Si Marine Le Pen monte, c’est parce qu’à Roquemaure, deux bandes rivales se sont affrontées à coup de barres de fer. Des " jeunes ". Un journal avait titré : " Rixe de village ". Et la France entière s’esclaffe puisqu’elle a, instinctivement, mis des noms et des visages sur ces garnements juste – n’est-ce pas ? – un peu turbulents.

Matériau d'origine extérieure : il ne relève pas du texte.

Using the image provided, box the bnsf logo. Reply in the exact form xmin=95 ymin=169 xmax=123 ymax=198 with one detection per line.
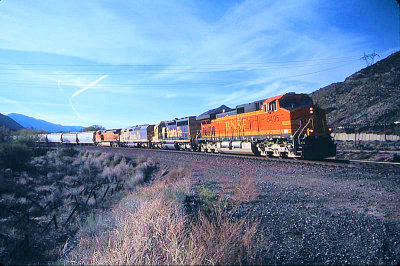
xmin=266 ymin=115 xmax=279 ymax=122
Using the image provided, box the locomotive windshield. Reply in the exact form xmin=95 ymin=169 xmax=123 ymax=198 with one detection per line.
xmin=279 ymin=95 xmax=313 ymax=110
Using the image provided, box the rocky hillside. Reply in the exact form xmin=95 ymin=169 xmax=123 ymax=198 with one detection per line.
xmin=311 ymin=52 xmax=400 ymax=127
xmin=0 ymin=114 xmax=23 ymax=130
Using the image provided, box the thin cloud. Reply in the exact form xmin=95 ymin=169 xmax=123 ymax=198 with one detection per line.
xmin=71 ymin=75 xmax=108 ymax=98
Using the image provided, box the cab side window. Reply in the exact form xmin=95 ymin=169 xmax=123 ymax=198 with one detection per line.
xmin=268 ymin=101 xmax=276 ymax=112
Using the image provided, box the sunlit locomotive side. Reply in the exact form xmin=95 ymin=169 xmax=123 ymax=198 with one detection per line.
xmin=152 ymin=116 xmax=201 ymax=150
xmin=119 ymin=125 xmax=154 ymax=148
xmin=198 ymin=93 xmax=336 ymax=159
xmin=94 ymin=129 xmax=121 ymax=147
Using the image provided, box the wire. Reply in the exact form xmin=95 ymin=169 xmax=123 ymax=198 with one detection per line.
xmin=0 ymin=59 xmax=360 ymax=87
xmin=0 ymin=57 xmax=359 ymax=67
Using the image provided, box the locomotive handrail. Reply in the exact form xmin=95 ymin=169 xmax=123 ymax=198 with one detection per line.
xmin=293 ymin=120 xmax=301 ymax=150
xmin=297 ymin=118 xmax=312 ymax=143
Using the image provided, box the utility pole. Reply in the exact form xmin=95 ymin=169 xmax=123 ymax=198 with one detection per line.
xmin=360 ymin=50 xmax=380 ymax=66
xmin=396 ymin=0 xmax=400 ymax=50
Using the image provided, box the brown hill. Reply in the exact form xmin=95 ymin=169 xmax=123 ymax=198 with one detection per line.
xmin=0 ymin=113 xmax=24 ymax=130
xmin=311 ymin=52 xmax=400 ymax=128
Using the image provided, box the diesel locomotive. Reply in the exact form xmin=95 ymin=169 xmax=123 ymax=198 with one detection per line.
xmin=39 ymin=93 xmax=336 ymax=159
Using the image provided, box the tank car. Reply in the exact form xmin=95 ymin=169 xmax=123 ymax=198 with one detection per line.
xmin=119 ymin=124 xmax=154 ymax=148
xmin=198 ymin=93 xmax=336 ymax=159
xmin=47 ymin=133 xmax=62 ymax=144
xmin=77 ymin=131 xmax=96 ymax=145
xmin=61 ymin=133 xmax=78 ymax=145
xmin=152 ymin=116 xmax=201 ymax=150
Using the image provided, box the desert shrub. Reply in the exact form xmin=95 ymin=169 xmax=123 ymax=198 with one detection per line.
xmin=59 ymin=148 xmax=79 ymax=157
xmin=67 ymin=167 xmax=258 ymax=265
xmin=0 ymin=143 xmax=32 ymax=170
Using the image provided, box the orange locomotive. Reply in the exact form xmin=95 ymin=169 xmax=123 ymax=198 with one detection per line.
xmin=198 ymin=93 xmax=336 ymax=159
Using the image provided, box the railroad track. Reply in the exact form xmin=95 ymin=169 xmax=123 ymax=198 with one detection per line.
xmin=74 ymin=146 xmax=400 ymax=169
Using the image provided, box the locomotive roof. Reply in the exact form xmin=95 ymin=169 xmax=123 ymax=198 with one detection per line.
xmin=196 ymin=105 xmax=234 ymax=120
xmin=264 ymin=92 xmax=310 ymax=103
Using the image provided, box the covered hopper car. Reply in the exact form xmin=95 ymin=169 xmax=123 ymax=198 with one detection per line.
xmin=119 ymin=125 xmax=154 ymax=148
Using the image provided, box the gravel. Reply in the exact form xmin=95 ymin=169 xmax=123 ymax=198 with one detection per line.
xmin=81 ymin=148 xmax=400 ymax=265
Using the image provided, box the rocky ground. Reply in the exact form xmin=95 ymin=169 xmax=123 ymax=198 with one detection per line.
xmin=85 ymin=147 xmax=400 ymax=264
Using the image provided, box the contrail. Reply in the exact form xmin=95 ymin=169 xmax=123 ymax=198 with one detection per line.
xmin=69 ymin=75 xmax=108 ymax=118
xmin=71 ymin=75 xmax=108 ymax=98
xmin=69 ymin=98 xmax=81 ymax=118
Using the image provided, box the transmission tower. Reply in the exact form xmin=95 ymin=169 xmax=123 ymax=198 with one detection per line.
xmin=360 ymin=50 xmax=380 ymax=66
xmin=396 ymin=0 xmax=400 ymax=46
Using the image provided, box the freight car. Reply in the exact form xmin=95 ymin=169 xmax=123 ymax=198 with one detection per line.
xmin=197 ymin=93 xmax=336 ymax=159
xmin=77 ymin=131 xmax=96 ymax=145
xmin=119 ymin=125 xmax=154 ymax=148
xmin=40 ymin=93 xmax=336 ymax=159
xmin=95 ymin=129 xmax=121 ymax=147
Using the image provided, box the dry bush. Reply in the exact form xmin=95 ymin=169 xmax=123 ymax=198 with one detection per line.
xmin=232 ymin=176 xmax=261 ymax=204
xmin=68 ymin=169 xmax=257 ymax=265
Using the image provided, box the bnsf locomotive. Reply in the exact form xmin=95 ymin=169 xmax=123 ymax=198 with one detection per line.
xmin=39 ymin=93 xmax=336 ymax=159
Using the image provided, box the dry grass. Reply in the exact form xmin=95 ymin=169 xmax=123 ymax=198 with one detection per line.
xmin=68 ymin=169 xmax=257 ymax=265
xmin=232 ymin=176 xmax=261 ymax=204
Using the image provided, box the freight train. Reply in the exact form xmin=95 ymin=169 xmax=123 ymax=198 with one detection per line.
xmin=39 ymin=93 xmax=336 ymax=159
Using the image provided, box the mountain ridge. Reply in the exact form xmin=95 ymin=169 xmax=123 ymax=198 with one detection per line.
xmin=7 ymin=113 xmax=85 ymax=133
xmin=310 ymin=51 xmax=400 ymax=127
xmin=0 ymin=113 xmax=24 ymax=130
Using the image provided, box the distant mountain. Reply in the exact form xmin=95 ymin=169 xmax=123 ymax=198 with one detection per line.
xmin=8 ymin=113 xmax=84 ymax=133
xmin=0 ymin=114 xmax=24 ymax=130
xmin=311 ymin=52 xmax=400 ymax=127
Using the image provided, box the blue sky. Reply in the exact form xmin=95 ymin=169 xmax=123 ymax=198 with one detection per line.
xmin=0 ymin=0 xmax=400 ymax=128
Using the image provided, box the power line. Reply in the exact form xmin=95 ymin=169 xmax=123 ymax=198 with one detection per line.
xmin=0 ymin=60 xmax=360 ymax=87
xmin=360 ymin=50 xmax=380 ymax=66
xmin=0 ymin=60 xmax=356 ymax=77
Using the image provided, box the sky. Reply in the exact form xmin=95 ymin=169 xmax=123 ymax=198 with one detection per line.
xmin=0 ymin=0 xmax=400 ymax=128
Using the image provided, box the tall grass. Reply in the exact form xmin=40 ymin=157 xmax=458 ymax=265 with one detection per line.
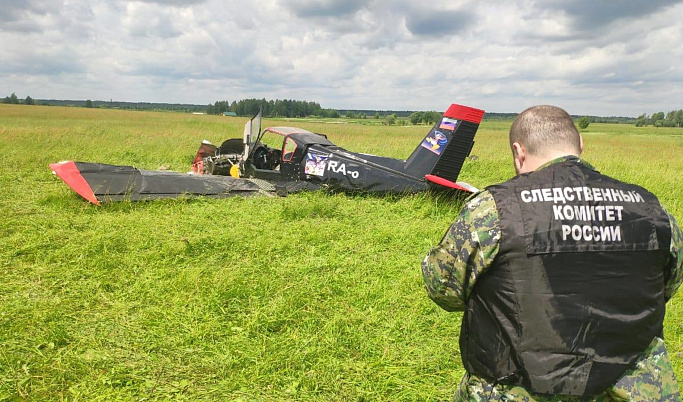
xmin=0 ymin=105 xmax=683 ymax=400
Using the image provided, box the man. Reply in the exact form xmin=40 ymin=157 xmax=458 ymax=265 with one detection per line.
xmin=422 ymin=106 xmax=683 ymax=401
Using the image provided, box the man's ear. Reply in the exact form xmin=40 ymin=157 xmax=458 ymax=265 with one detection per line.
xmin=512 ymin=142 xmax=526 ymax=174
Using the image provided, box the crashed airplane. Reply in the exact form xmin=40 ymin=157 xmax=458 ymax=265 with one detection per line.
xmin=50 ymin=104 xmax=484 ymax=205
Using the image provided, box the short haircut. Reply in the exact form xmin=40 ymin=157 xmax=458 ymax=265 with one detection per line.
xmin=510 ymin=105 xmax=581 ymax=156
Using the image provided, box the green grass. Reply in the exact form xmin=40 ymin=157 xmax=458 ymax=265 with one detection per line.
xmin=0 ymin=105 xmax=683 ymax=401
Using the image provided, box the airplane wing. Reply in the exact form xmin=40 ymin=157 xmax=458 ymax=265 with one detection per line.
xmin=50 ymin=161 xmax=276 ymax=205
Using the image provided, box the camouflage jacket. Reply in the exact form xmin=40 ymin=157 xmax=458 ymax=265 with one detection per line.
xmin=422 ymin=158 xmax=683 ymax=401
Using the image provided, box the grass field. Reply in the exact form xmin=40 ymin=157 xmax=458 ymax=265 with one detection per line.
xmin=0 ymin=105 xmax=683 ymax=401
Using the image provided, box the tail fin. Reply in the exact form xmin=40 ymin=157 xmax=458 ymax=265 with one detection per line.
xmin=404 ymin=104 xmax=484 ymax=182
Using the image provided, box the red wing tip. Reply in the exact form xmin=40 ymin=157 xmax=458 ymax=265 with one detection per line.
xmin=425 ymin=174 xmax=479 ymax=193
xmin=443 ymin=103 xmax=485 ymax=124
xmin=50 ymin=161 xmax=100 ymax=205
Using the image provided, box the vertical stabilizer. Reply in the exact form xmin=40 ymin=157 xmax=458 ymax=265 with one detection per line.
xmin=404 ymin=104 xmax=484 ymax=182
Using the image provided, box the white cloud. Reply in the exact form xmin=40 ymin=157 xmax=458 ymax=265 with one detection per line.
xmin=0 ymin=0 xmax=683 ymax=116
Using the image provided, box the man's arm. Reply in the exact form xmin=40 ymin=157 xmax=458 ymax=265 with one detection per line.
xmin=422 ymin=191 xmax=500 ymax=311
xmin=664 ymin=214 xmax=683 ymax=300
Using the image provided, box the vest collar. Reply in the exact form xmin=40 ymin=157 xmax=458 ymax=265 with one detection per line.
xmin=536 ymin=155 xmax=597 ymax=171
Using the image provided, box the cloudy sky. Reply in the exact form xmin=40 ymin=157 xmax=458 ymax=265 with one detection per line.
xmin=0 ymin=0 xmax=683 ymax=116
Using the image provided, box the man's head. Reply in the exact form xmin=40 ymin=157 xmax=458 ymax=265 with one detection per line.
xmin=510 ymin=105 xmax=583 ymax=174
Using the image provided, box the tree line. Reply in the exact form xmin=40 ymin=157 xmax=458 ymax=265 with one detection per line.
xmin=2 ymin=92 xmax=36 ymax=105
xmin=206 ymin=98 xmax=328 ymax=117
xmin=636 ymin=109 xmax=683 ymax=127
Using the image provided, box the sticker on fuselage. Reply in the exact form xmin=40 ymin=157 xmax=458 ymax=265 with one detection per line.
xmin=439 ymin=117 xmax=459 ymax=131
xmin=304 ymin=152 xmax=329 ymax=176
xmin=421 ymin=130 xmax=448 ymax=155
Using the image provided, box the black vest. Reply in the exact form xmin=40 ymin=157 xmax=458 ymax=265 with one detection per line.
xmin=460 ymin=158 xmax=671 ymax=395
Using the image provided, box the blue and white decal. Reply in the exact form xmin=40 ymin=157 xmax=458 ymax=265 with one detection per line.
xmin=420 ymin=130 xmax=448 ymax=155
xmin=304 ymin=152 xmax=329 ymax=177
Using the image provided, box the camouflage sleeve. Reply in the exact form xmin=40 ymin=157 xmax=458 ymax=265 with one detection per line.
xmin=422 ymin=191 xmax=500 ymax=311
xmin=664 ymin=210 xmax=683 ymax=300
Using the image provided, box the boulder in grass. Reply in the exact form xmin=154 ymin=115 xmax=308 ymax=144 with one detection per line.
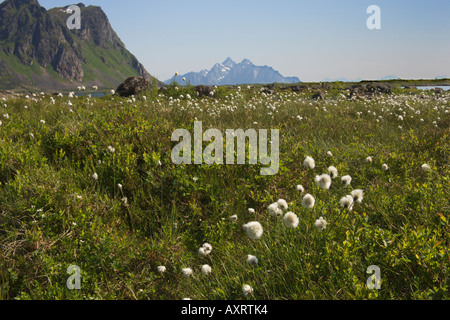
xmin=195 ymin=85 xmax=214 ymax=97
xmin=312 ymin=91 xmax=325 ymax=100
xmin=116 ymin=76 xmax=150 ymax=97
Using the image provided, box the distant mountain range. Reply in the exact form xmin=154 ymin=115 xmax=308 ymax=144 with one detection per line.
xmin=164 ymin=58 xmax=300 ymax=85
xmin=0 ymin=0 xmax=160 ymax=90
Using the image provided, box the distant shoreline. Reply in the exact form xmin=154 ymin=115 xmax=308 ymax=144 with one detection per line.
xmin=0 ymin=78 xmax=450 ymax=96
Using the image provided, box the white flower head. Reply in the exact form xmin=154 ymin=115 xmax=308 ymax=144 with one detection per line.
xmin=277 ymin=199 xmax=288 ymax=211
xmin=314 ymin=217 xmax=328 ymax=231
xmin=156 ymin=266 xmax=166 ymax=273
xmin=302 ymin=193 xmax=316 ymax=209
xmin=181 ymin=268 xmax=192 ymax=278
xmin=247 ymin=254 xmax=258 ymax=266
xmin=283 ymin=212 xmax=299 ymax=228
xmin=350 ymin=189 xmax=364 ymax=203
xmin=242 ymin=221 xmax=263 ymax=240
xmin=341 ymin=175 xmax=352 ymax=187
xmin=314 ymin=174 xmax=331 ymax=190
xmin=328 ymin=166 xmax=338 ymax=179
xmin=242 ymin=284 xmax=253 ymax=296
xmin=201 ymin=264 xmax=211 ymax=274
xmin=198 ymin=243 xmax=212 ymax=257
xmin=268 ymin=202 xmax=283 ymax=217
xmin=303 ymin=157 xmax=316 ymax=169
xmin=339 ymin=195 xmax=354 ymax=210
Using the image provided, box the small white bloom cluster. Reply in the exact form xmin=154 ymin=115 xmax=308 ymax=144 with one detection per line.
xmin=198 ymin=243 xmax=212 ymax=257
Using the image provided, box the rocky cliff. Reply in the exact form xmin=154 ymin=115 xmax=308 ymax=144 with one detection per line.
xmin=0 ymin=0 xmax=158 ymax=90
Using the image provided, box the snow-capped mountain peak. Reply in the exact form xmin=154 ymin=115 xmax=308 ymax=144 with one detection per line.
xmin=165 ymin=57 xmax=300 ymax=85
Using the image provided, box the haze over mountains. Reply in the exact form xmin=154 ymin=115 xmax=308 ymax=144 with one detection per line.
xmin=164 ymin=58 xmax=300 ymax=85
xmin=0 ymin=0 xmax=160 ymax=90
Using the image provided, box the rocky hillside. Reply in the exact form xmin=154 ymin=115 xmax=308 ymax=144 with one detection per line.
xmin=0 ymin=0 xmax=160 ymax=90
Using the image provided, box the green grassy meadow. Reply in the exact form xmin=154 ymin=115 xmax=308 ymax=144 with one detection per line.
xmin=0 ymin=86 xmax=450 ymax=300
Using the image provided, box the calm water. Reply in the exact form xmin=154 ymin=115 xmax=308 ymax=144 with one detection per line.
xmin=75 ymin=92 xmax=106 ymax=98
xmin=417 ymin=86 xmax=450 ymax=91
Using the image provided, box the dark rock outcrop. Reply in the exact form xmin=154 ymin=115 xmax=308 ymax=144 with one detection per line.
xmin=116 ymin=76 xmax=150 ymax=97
xmin=195 ymin=85 xmax=214 ymax=97
xmin=312 ymin=91 xmax=325 ymax=100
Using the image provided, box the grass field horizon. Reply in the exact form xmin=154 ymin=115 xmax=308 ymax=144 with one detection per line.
xmin=0 ymin=84 xmax=450 ymax=300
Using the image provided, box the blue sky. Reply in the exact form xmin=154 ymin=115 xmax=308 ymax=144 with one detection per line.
xmin=30 ymin=0 xmax=450 ymax=81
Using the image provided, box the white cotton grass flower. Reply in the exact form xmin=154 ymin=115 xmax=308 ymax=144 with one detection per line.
xmin=247 ymin=254 xmax=259 ymax=266
xmin=341 ymin=175 xmax=352 ymax=187
xmin=350 ymin=189 xmax=364 ymax=203
xmin=181 ymin=268 xmax=193 ymax=278
xmin=302 ymin=193 xmax=316 ymax=209
xmin=314 ymin=217 xmax=328 ymax=231
xmin=156 ymin=266 xmax=166 ymax=273
xmin=314 ymin=174 xmax=331 ymax=190
xmin=201 ymin=264 xmax=212 ymax=275
xmin=327 ymin=166 xmax=338 ymax=179
xmin=198 ymin=243 xmax=212 ymax=257
xmin=277 ymin=199 xmax=288 ymax=211
xmin=303 ymin=157 xmax=316 ymax=169
xmin=242 ymin=221 xmax=263 ymax=240
xmin=267 ymin=202 xmax=283 ymax=217
xmin=283 ymin=212 xmax=299 ymax=228
xmin=339 ymin=195 xmax=354 ymax=211
xmin=242 ymin=284 xmax=253 ymax=296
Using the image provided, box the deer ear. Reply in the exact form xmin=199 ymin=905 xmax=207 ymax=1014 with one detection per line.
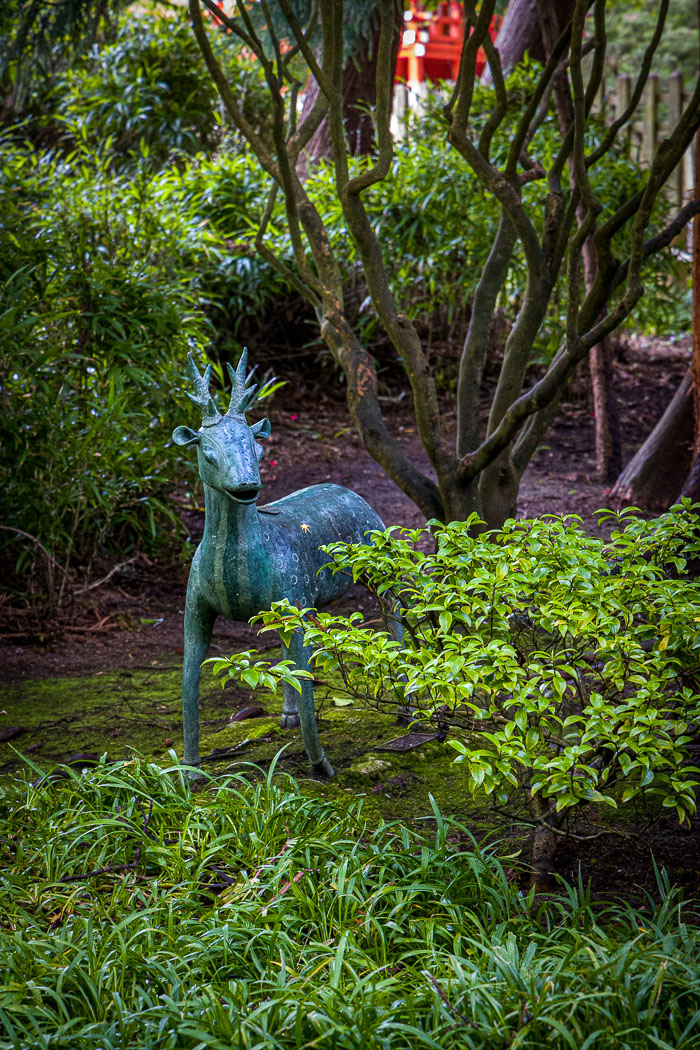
xmin=172 ymin=426 xmax=201 ymax=445
xmin=251 ymin=418 xmax=270 ymax=438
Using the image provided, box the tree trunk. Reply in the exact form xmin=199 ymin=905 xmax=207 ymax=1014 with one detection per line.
xmin=680 ymin=116 xmax=700 ymax=503
xmin=610 ymin=369 xmax=694 ymax=510
xmin=589 ymin=339 xmax=622 ymax=483
xmin=482 ymin=0 xmax=575 ymax=84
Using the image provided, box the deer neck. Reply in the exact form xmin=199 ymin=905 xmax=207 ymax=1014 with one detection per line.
xmin=203 ymin=485 xmax=261 ymax=547
xmin=201 ymin=485 xmax=268 ymax=620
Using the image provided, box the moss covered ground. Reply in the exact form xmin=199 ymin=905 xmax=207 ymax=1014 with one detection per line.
xmin=0 ymin=650 xmax=700 ymax=898
xmin=0 ymin=652 xmax=492 ymax=838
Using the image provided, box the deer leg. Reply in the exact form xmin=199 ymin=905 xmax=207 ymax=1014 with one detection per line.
xmin=183 ymin=596 xmax=216 ymax=776
xmin=282 ymin=631 xmax=334 ymax=777
xmin=279 ymin=621 xmax=299 ymax=729
xmin=388 ymin=602 xmax=416 ymax=726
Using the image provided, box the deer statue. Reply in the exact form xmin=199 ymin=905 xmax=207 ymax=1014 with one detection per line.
xmin=172 ymin=351 xmax=384 ymax=776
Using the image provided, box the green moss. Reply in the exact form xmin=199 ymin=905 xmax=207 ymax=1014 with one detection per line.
xmin=0 ymin=666 xmax=497 ymax=835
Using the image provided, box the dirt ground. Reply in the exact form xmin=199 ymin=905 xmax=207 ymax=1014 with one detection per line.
xmin=0 ymin=337 xmax=691 ymax=684
xmin=0 ymin=338 xmax=700 ymax=893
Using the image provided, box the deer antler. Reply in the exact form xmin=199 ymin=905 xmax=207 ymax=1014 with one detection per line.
xmin=185 ymin=354 xmax=222 ymax=426
xmin=226 ymin=348 xmax=257 ymax=416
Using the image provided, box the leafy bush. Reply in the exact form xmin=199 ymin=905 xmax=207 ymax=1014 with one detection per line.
xmin=217 ymin=501 xmax=700 ymax=866
xmin=0 ymin=761 xmax=700 ymax=1050
xmin=0 ymin=143 xmax=203 ymax=603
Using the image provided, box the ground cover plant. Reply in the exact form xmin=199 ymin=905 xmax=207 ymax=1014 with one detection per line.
xmin=214 ymin=501 xmax=700 ymax=876
xmin=0 ymin=760 xmax=700 ymax=1050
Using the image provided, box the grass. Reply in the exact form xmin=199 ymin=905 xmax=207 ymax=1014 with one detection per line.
xmin=0 ymin=759 xmax=700 ymax=1050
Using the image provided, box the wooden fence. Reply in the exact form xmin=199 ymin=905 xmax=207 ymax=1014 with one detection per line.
xmin=597 ymin=72 xmax=696 ymax=211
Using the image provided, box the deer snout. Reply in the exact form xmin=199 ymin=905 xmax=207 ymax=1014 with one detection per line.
xmin=225 ymin=484 xmax=261 ymax=503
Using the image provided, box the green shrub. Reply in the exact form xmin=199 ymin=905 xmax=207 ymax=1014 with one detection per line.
xmin=219 ymin=501 xmax=700 ymax=866
xmin=0 ymin=761 xmax=700 ymax=1050
xmin=51 ymin=14 xmax=266 ymax=168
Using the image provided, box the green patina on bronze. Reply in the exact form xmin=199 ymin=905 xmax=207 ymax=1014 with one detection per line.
xmin=173 ymin=351 xmax=384 ymax=776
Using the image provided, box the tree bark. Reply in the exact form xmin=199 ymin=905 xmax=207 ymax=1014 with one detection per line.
xmin=680 ymin=114 xmax=700 ymax=503
xmin=610 ymin=369 xmax=694 ymax=510
xmin=297 ymin=4 xmax=403 ymax=179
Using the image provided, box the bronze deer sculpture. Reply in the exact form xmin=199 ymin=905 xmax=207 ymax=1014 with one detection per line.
xmin=172 ymin=351 xmax=384 ymax=776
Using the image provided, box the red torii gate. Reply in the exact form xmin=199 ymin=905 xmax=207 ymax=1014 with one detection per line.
xmin=396 ymin=0 xmax=502 ymax=86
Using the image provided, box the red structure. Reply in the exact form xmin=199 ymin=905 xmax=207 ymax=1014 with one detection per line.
xmin=396 ymin=0 xmax=502 ymax=85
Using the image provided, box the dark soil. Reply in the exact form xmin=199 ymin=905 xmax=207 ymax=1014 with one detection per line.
xmin=0 ymin=338 xmax=700 ymax=894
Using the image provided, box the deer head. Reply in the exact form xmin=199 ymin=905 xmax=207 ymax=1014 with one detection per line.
xmin=172 ymin=350 xmax=270 ymax=503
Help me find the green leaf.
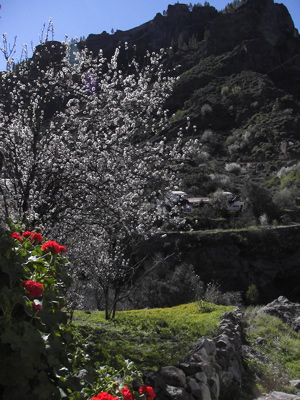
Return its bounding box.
[1,321,45,363]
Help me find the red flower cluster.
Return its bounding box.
[22,231,32,239]
[91,392,119,400]
[42,240,67,254]
[139,386,155,400]
[30,232,44,242]
[121,385,134,400]
[22,231,44,243]
[91,385,155,400]
[32,300,43,311]
[22,280,44,299]
[10,232,23,242]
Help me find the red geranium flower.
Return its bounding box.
[121,385,134,400]
[91,392,119,400]
[10,232,23,242]
[59,246,67,253]
[139,386,155,400]
[32,300,43,311]
[30,232,44,242]
[42,240,64,254]
[22,280,44,299]
[22,231,32,239]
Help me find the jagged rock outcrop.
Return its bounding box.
[139,225,300,304]
[259,296,300,332]
[143,296,300,400]
[144,310,245,400]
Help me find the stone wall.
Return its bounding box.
[144,309,245,400]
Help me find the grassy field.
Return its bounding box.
[72,302,232,369]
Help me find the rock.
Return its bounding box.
[259,296,300,332]
[158,366,186,389]
[165,385,193,400]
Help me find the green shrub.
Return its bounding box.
[0,223,76,400]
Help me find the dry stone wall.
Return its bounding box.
[144,309,245,400]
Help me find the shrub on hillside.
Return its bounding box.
[0,223,75,400]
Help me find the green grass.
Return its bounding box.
[72,302,232,369]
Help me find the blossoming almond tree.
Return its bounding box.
[0,42,196,316]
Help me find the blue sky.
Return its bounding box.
[0,0,300,70]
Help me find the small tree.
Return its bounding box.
[0,42,195,316]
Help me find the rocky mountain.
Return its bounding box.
[85,0,300,195]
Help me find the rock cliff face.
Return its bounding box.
[145,226,300,303]
[86,0,300,82]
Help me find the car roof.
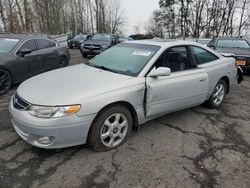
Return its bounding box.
[125,39,200,47]
[0,34,50,40]
[216,37,246,40]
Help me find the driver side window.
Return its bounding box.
[16,39,37,56]
[19,39,37,51]
[156,46,194,72]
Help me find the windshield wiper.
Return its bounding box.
[87,62,117,73]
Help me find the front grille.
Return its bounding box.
[83,44,101,50]
[13,94,31,111]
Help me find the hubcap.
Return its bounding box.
[100,113,128,148]
[213,84,225,105]
[60,59,66,67]
[0,71,11,95]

Si Marine Le Pen monte c’est parce que dans l’Isère, un jeune client a été froidement abattu par deux " jeunes " qui braquaient un bureau de tabac. On connaît l’identité du jeune qui a été tué mais pas celles des " jeunes " assassins. Et le bon peuple, spontanément, n’a aucun mal à la trouver même si c’est peut-être à tort.

Si Marine Le Pen monte c’est que la France entière a vu les images des violents incidents qui, à Trappes, ont suivi le contrôle d’une femme en burka. Les images ne mentent pas.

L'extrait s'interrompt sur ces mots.